Stop for school buses because it’s the right thing to do
Aug. 14, 2017
As a motorist, getting stuck behind a school bus can be annoying. There you are, stopping every block or two, waiting as kids and teens get on or off the bus. Here, a mom leans in the door to speak to the driver. There, a little girl runs back on to retrieve a forgotten mitten. It’s easy to get impatient.
And although you’re probably like most people, who know that their inconvenience is less important than schoolchildren’s safety, not everyone thinks that way. Which is why there are laws in Minnesota in place that penalize drivers who don’t practice good school bus safety.
In fact, when you applied for your driver’s license, you certified that you understood that you must stop for a school bus and are aware of the penalties for violating the law. But there’s no harm in a little refresher course to make sure you don’t accidentally run afoul of the law as school comes back in session.
First and foremost, put away your phone and other distractions. The easiest way to sail past that school bus stop arm and injure or kill a child is not to see it because you’re looking for your phone or reaching for a napkin.

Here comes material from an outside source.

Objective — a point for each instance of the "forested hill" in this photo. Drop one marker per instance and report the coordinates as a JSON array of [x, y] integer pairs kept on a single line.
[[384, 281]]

Slowing down and staying alert, especially in neighborhoods and school zones, help too. And chances are that any neighborhood you drive through isn’t served by just one school, so 6:30-9:30 a.m. and 2-5 p.m. are the times you’ll want to be especially careful.

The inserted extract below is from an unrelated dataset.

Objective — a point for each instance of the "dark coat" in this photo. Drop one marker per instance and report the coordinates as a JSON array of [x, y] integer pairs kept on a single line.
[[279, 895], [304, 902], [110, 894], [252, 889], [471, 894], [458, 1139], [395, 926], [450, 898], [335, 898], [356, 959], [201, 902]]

Now for the details. If you see flashing yellow lights, that means the school bus is about to stop. If you’re behind it, it’s illegal to pass on the right side. If you’re going the opposite direction, though, passing a school bus with flashing yellow lights is okay.

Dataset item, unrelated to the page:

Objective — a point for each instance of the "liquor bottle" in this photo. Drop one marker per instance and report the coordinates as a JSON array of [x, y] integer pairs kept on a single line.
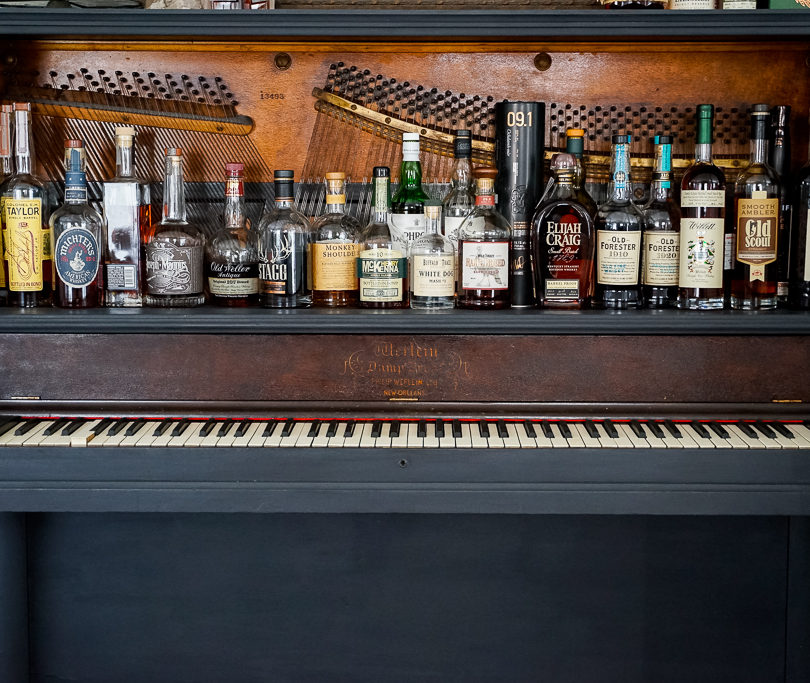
[[27, 237], [335, 248], [460, 201], [232, 254], [756, 223], [128, 215], [433, 266], [77, 232], [779, 159], [407, 218], [483, 250], [563, 241], [382, 267], [661, 238], [174, 251], [703, 208], [6, 171], [618, 236], [285, 238]]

If you see flashing red lights, that means the bus has stopped and is loading or unloading students. The only time it’s okay to pass a bus with red lights flashing is if you’re going the opposite direction on a separated roadway. Otherwise, you must stop at least 20 feet from the bus, no matter which direction you’re going or what lane you’re in. That’s because kids may run across the street from the opposite side to catch their bus.
And the penalty for violating these laws? Five hundred dollars is the minimum – added to the penalty of knowing you’ve endangered children’s lives.
So whether you’re a parent or not, remember that school bus stop arm violation laws are in place to protect our children – and that it’s much more important to do that than to get where you’re going quickly.